This month's "GC Connections" examines the various ways — and their attendant benefits and drawbacks — that chromatographers and chromatography data-handling systems locate and measure peaks.
Chromatographers go to great lengths to prepare, inject, and separate their samples, but they sometimes do not pay as much attention to the next step: peak detection and measurement. Identification and quantification of peaks can influence the quality of one's results as much as or even more than sample preparation, separation, and detection. Good laboratory quality procedures include consideration of the data-handling aspects of an analysis, and that the associated method development schemes incorporate the variables of data handling. Despite a lot of exposure to computerized data handling, however, many practicing chromatographers do not have a good idea of how a stored chromatogram file — a set of data points arrayed in time — gets translated into a set of peaks with quantitative attributes such as area, height, and amount. This column examines the basics of peak identification and quantification.
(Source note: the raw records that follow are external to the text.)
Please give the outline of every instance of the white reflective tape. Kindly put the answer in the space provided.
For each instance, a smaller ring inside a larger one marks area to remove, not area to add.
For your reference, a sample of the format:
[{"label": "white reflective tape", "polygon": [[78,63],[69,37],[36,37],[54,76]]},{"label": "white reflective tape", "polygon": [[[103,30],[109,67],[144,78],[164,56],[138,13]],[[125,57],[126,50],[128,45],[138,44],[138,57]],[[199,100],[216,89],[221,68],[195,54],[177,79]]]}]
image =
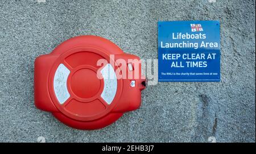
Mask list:
[{"label": "white reflective tape", "polygon": [[69,73],[69,70],[64,65],[60,64],[54,75],[54,93],[60,104],[63,104],[70,97],[67,85]]},{"label": "white reflective tape", "polygon": [[115,71],[110,64],[108,64],[101,70],[104,80],[104,89],[101,96],[110,105],[115,97],[117,89],[117,79]]}]

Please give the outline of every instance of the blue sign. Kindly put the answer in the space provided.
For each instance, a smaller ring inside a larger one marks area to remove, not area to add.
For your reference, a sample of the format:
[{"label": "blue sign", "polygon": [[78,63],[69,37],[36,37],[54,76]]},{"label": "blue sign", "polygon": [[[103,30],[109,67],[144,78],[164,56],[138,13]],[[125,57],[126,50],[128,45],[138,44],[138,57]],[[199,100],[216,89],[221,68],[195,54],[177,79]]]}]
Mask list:
[{"label": "blue sign", "polygon": [[220,81],[220,22],[158,22],[158,81]]}]

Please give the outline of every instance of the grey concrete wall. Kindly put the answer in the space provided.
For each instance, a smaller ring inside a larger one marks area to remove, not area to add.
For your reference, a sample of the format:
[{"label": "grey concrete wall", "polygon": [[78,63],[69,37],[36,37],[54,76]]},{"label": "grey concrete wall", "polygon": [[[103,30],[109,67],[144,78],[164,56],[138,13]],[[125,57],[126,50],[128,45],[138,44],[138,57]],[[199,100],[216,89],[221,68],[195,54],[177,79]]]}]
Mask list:
[{"label": "grey concrete wall", "polygon": [[[0,1],[0,141],[255,141],[255,6],[242,0]],[[183,20],[220,20],[220,82],[148,86],[140,109],[96,131],[69,128],[34,106],[34,60],[62,41],[94,35],[157,59],[157,22]]]}]

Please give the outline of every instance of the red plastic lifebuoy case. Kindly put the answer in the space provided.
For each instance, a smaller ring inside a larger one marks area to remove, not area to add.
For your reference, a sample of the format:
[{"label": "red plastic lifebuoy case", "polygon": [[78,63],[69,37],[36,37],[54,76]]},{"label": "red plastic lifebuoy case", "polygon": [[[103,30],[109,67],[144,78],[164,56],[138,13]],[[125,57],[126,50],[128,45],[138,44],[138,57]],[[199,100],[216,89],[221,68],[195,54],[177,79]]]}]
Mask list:
[{"label": "red plastic lifebuoy case", "polygon": [[[101,37],[80,36],[63,42],[35,60],[35,106],[73,128],[92,130],[110,124],[139,107],[145,88],[141,64],[138,77],[124,77],[118,59],[127,63],[127,72],[134,71],[134,64],[129,60],[140,61]],[[105,64],[98,65],[100,60]]]}]

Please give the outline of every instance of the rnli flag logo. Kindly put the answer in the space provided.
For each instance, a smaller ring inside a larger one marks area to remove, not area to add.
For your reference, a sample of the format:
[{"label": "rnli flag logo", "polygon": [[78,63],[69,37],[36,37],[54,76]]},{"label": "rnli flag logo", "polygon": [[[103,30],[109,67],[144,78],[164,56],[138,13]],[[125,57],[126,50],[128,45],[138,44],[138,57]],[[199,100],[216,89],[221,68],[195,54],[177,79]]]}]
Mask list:
[{"label": "rnli flag logo", "polygon": [[191,24],[191,31],[192,32],[203,31],[203,28],[201,24]]}]

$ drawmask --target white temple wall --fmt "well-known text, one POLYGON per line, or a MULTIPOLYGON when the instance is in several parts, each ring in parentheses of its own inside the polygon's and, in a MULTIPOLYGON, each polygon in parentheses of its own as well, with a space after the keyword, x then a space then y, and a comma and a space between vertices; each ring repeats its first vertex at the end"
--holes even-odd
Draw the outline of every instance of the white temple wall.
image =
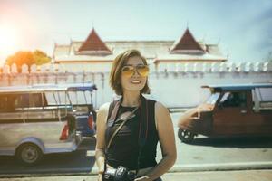
MULTIPOLYGON (((5 66, 0 74, 0 86, 94 82, 98 87, 93 97, 95 107, 112 100, 113 91, 109 86, 109 72, 88 71, 83 67, 82 71, 72 71, 61 65, 44 65, 38 71, 34 65, 29 70, 24 66, 24 72, 18 73, 15 66, 12 69, 5 66)), ((151 92, 149 97, 168 107, 191 107, 204 101, 209 90, 200 86, 205 84, 272 82, 271 62, 166 64, 159 68, 158 71, 151 71, 150 74, 151 92)), ((95 70, 95 67, 92 69, 95 70)))

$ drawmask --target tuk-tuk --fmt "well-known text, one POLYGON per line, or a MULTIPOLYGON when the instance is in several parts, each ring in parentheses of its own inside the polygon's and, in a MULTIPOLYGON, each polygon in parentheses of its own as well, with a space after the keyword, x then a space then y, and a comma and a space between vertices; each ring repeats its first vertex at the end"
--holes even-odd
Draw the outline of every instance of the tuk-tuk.
MULTIPOLYGON (((0 155, 15 156, 33 165, 44 154, 76 150, 82 141, 79 117, 85 118, 88 112, 89 119, 83 120, 93 126, 89 118, 92 105, 73 106, 71 92, 94 89, 95 85, 0 87, 0 155)), ((94 127, 89 129, 94 134, 94 127)))
POLYGON ((206 85, 210 97, 179 119, 178 136, 272 136, 272 84, 206 85))
POLYGON ((73 85, 67 90, 73 112, 76 118, 76 129, 83 137, 95 135, 96 111, 93 108, 92 91, 96 90, 94 84, 73 85))

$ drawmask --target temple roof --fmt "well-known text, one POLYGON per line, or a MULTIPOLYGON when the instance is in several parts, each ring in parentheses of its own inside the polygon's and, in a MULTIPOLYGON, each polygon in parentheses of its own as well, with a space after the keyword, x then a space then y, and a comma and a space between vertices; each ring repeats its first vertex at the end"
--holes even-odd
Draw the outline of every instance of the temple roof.
POLYGON ((111 54, 112 52, 101 40, 95 30, 92 28, 87 39, 78 49, 79 54, 111 54))
POLYGON ((174 43, 170 49, 170 53, 190 53, 190 52, 202 52, 205 51, 195 40, 189 30, 187 28, 181 38, 174 43))

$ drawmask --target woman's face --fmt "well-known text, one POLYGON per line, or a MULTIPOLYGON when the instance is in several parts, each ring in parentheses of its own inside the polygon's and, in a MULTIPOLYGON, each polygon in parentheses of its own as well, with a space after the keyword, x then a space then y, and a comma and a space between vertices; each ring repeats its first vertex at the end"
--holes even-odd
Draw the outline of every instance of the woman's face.
POLYGON ((141 57, 129 58, 121 73, 121 84, 123 92, 142 90, 147 81, 148 71, 147 65, 143 63, 141 57))

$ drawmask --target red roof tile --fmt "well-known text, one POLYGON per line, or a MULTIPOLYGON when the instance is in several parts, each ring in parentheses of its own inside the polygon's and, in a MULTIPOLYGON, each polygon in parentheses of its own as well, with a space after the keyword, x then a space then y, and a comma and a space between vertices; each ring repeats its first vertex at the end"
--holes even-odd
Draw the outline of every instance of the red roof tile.
POLYGON ((92 28, 91 33, 85 40, 85 42, 78 49, 78 52, 104 52, 111 53, 110 49, 106 44, 101 40, 101 38, 96 33, 95 30, 92 28))
POLYGON ((204 50, 198 43, 198 42, 195 40, 195 38, 193 37, 189 30, 187 28, 180 40, 178 42, 177 44, 173 46, 170 52, 175 52, 179 51, 191 51, 191 50, 202 51, 204 52, 204 50))

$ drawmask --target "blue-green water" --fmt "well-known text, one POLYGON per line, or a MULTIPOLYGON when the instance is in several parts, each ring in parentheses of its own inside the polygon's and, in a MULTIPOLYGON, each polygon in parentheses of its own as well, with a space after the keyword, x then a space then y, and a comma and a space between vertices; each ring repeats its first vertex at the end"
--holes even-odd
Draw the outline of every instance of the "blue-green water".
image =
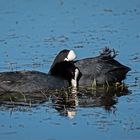
POLYGON ((81 59, 105 46, 132 68, 125 80, 131 94, 113 97, 111 111, 97 101, 80 105, 80 99, 73 117, 50 100, 36 107, 1 106, 0 139, 140 139, 139 44, 139 0, 0 0, 0 71, 47 72, 64 48, 81 59))

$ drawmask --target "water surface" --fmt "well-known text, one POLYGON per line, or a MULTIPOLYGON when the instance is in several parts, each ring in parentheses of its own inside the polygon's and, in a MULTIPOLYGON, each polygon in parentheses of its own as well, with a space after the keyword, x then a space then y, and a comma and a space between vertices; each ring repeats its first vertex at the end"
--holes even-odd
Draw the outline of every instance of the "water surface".
POLYGON ((81 59, 105 46, 132 68, 127 92, 80 91, 74 99, 1 104, 0 139, 140 139, 139 23, 139 0, 0 0, 0 71, 47 72, 64 48, 81 59))

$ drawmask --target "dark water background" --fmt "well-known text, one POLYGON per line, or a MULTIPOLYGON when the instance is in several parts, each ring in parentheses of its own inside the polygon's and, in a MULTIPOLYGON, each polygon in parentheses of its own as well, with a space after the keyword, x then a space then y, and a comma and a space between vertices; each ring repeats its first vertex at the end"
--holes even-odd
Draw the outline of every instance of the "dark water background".
POLYGON ((49 99, 36 107, 1 105, 0 139, 140 139, 139 0, 0 0, 0 71, 47 72, 64 48, 81 59, 105 46, 132 68, 128 95, 113 96, 109 111, 100 100, 79 104, 72 117, 49 99))

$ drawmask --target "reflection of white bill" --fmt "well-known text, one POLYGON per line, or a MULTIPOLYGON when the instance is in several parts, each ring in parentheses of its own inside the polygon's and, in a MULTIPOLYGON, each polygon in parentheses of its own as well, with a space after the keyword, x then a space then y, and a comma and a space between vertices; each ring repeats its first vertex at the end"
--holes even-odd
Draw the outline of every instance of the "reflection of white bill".
POLYGON ((68 111, 67 113, 68 113, 68 117, 70 119, 73 119, 75 117, 75 115, 76 115, 76 111, 68 111))

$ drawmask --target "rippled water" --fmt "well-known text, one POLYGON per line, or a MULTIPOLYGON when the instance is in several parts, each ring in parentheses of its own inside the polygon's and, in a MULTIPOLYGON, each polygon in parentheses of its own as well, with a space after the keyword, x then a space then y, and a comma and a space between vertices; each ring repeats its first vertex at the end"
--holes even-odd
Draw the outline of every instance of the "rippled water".
POLYGON ((33 103, 32 95, 11 95, 0 107, 0 139, 140 139, 139 23, 139 0, 0 0, 0 71, 47 72, 64 48, 80 59, 105 46, 132 68, 128 91, 56 93, 42 102, 34 95, 33 103))

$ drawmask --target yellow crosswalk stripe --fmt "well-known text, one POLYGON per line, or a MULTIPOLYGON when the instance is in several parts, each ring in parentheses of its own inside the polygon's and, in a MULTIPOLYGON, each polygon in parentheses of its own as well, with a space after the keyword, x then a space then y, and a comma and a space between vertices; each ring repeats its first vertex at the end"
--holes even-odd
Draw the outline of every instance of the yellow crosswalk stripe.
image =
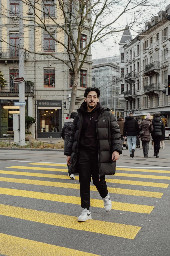
POLYGON ((170 173, 170 171, 164 170, 150 170, 150 169, 136 169, 132 168, 116 168, 118 171, 128 171, 131 172, 155 172, 161 173, 170 173))
MULTIPOLYGON (((57 174, 49 174, 47 173, 37 173, 33 172, 15 172, 12 171, 0 171, 0 174, 7 174, 10 175, 21 175, 22 176, 31 176, 34 177, 42 177, 46 178, 52 178, 68 179, 67 175, 61 175, 57 174)), ((114 176, 113 176, 114 177, 114 176)), ((76 179, 78 179, 78 177, 76 177, 76 179)), ((109 183, 116 183, 119 184, 127 184, 130 185, 137 186, 144 186, 148 187, 154 187, 158 188, 166 188, 169 184, 165 183, 158 183, 154 182, 147 182, 143 181, 136 181, 134 180, 126 180, 122 179, 106 179, 105 180, 107 182, 109 183)))
POLYGON ((63 172, 68 173, 68 169, 60 169, 56 168, 45 168, 41 167, 32 167, 25 166, 10 166, 6 168, 11 168, 14 169, 24 169, 24 170, 34 170, 40 171, 49 171, 50 172, 63 172))
POLYGON ((7 256, 100 256, 2 233, 0 253, 7 256))
POLYGON ((82 225, 73 216, 0 204, 0 215, 78 230, 134 239, 141 227, 90 220, 82 225))
MULTIPOLYGON (((23 184, 30 184, 32 185, 47 186, 49 187, 71 188, 76 189, 80 189, 79 184, 70 183, 64 183, 61 182, 53 182, 52 181, 44 181, 42 180, 36 180, 32 179, 13 179, 0 177, 0 181, 12 182, 13 183, 21 183, 23 184)), ((95 186, 91 186, 90 190, 91 191, 97 191, 97 190, 95 186)), ((139 196, 161 198, 163 193, 159 192, 152 192, 151 191, 143 191, 143 190, 136 190, 133 189, 117 188, 107 187, 110 193, 116 194, 136 196, 139 196)))
POLYGON ((148 175, 145 174, 134 174, 131 173, 116 173, 115 176, 122 176, 125 177, 135 177, 136 178, 143 179, 157 179, 170 180, 170 176, 159 176, 159 175, 148 175))
MULTIPOLYGON (((0 194, 81 205, 80 197, 70 196, 4 188, 0 188, 0 194)), ((149 214, 154 208, 154 206, 149 205, 120 203, 118 202, 112 202, 112 210, 125 211, 149 214)), ((103 200, 99 200, 98 199, 91 199, 91 206, 93 207, 104 208, 103 200)))
POLYGON ((44 166, 58 166, 61 167, 67 167, 66 164, 61 163, 27 163, 27 164, 33 164, 34 165, 44 165, 44 166))

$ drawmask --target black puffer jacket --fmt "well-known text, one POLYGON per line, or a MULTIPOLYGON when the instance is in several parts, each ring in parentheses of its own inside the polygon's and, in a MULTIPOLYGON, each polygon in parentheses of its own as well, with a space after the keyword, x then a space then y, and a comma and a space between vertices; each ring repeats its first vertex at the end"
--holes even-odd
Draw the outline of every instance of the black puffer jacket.
MULTIPOLYGON (((85 104, 86 103, 85 102, 82 103, 85 104)), ((114 151, 122 153, 122 140, 120 129, 115 116, 107 108, 100 107, 96 125, 100 176, 115 174, 116 162, 111 160, 112 153, 114 151)), ((78 114, 74 119, 70 139, 65 153, 67 156, 71 156, 69 175, 79 172, 77 164, 78 162, 78 154, 83 119, 83 112, 78 109, 78 114)))
POLYGON ((125 121, 123 128, 123 136, 136 136, 139 135, 139 125, 134 116, 129 115, 125 118, 125 121))
POLYGON ((144 131, 143 135, 141 135, 141 140, 143 141, 150 141, 150 133, 153 131, 152 123, 150 119, 146 118, 143 120, 139 126, 140 131, 144 131))
POLYGON ((154 117, 152 120, 152 124, 153 127, 153 131, 152 132, 152 137, 155 136, 165 136, 165 126, 160 117, 159 116, 154 117))

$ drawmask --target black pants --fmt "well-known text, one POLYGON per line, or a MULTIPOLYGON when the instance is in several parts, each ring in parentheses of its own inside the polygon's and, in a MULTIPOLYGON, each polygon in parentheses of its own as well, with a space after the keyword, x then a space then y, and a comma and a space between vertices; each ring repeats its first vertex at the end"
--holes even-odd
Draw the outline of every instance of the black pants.
POLYGON ((143 145, 143 154, 144 156, 148 156, 148 151, 149 151, 149 142, 142 141, 143 145))
POLYGON ((152 139, 154 142, 154 152, 158 154, 160 149, 160 142, 161 140, 161 137, 160 136, 152 136, 152 139))
POLYGON ((108 191, 105 176, 101 176, 100 180, 99 180, 98 152, 80 150, 79 156, 78 169, 81 207, 88 208, 90 206, 90 186, 91 174, 93 183, 102 197, 107 196, 108 191))

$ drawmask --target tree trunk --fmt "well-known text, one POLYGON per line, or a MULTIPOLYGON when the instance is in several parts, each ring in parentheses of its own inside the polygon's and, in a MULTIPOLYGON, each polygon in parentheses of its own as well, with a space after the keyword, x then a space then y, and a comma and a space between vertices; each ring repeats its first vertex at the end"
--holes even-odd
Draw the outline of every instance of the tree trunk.
POLYGON ((69 109, 69 116, 72 112, 75 112, 76 98, 77 90, 78 80, 79 78, 79 73, 77 72, 77 69, 75 70, 74 76, 74 83, 71 91, 70 104, 69 109))

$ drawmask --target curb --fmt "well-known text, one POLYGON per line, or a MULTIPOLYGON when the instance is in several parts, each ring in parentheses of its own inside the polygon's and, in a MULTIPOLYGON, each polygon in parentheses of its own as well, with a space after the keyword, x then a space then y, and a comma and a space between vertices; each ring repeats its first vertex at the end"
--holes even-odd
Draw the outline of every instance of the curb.
POLYGON ((16 147, 0 147, 0 150, 22 150, 28 151, 59 151, 64 152, 64 149, 53 149, 50 148, 22 148, 16 147))

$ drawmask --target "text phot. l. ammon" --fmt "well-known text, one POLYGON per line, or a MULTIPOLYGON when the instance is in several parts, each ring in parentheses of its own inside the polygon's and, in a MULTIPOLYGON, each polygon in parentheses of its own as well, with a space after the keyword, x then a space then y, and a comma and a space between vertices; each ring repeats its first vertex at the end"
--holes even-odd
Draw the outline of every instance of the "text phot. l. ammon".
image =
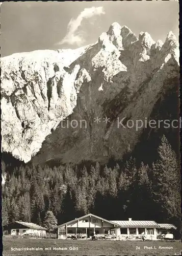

Analysts take computerized chromatographic data handling for granted today, but the sophisticated systems we use now are a relatively recent development. Starting from the first decade of the 20th century, the earliest liquid chromatography (LC) practitioners relied on weighing collected fractions, measuring their spectroscopic absorption bands, or performing additional chemical tests to quantify and identify separated materials. As columns grew smaller and elution volumes shrank, correspondingly higher separation speeds and demand for better sensitivity made fraction collection impractical for analytical purposes. Analysts began to use electronic detectors — fixed-wavelength UV–vis and refractive index (RI) detectors, for example — that produce an evanescent time-based electrical signal that must be recorded.
Similarly, early gas adsorption separations in the 1930s and 1940s made extensive use of the katharometer, a precursor of today's thermal conductivity detector. In many instances, because chart recorders were expensive and hard to obtain, analysts recorded signal amplitudes manually at regular intervals and reconstructed their chromatograms later. With the rapid development of gas chromatography (GC) starting in the 1950s, separations also became too fast to be recorded manually. These accelerations in LC and GC speeds drove corresponding developments of data recording and measurement technology, and high-speed analog chart recorders proliferated in analytical laboratories. With the incorporation of computer control into analytical instrumentation in the 1970s and the subsequent explosion of microprocessors and related large-scale integration chip technologies, chromatographic data handling began undergoing the transformations that have brought it to its present state.
Today, the analog origins of modern digital chromatography data only exist inside the detector instrumentation between active detector elements and integrated analog-to-digital converters. Chart recorders have largely become antiques, and chromatograms are displayed on-screen or printed instead. Electrical wires that carry an analog signal between instrument and data system are nearly obsolete, having been replaced by digital data cables.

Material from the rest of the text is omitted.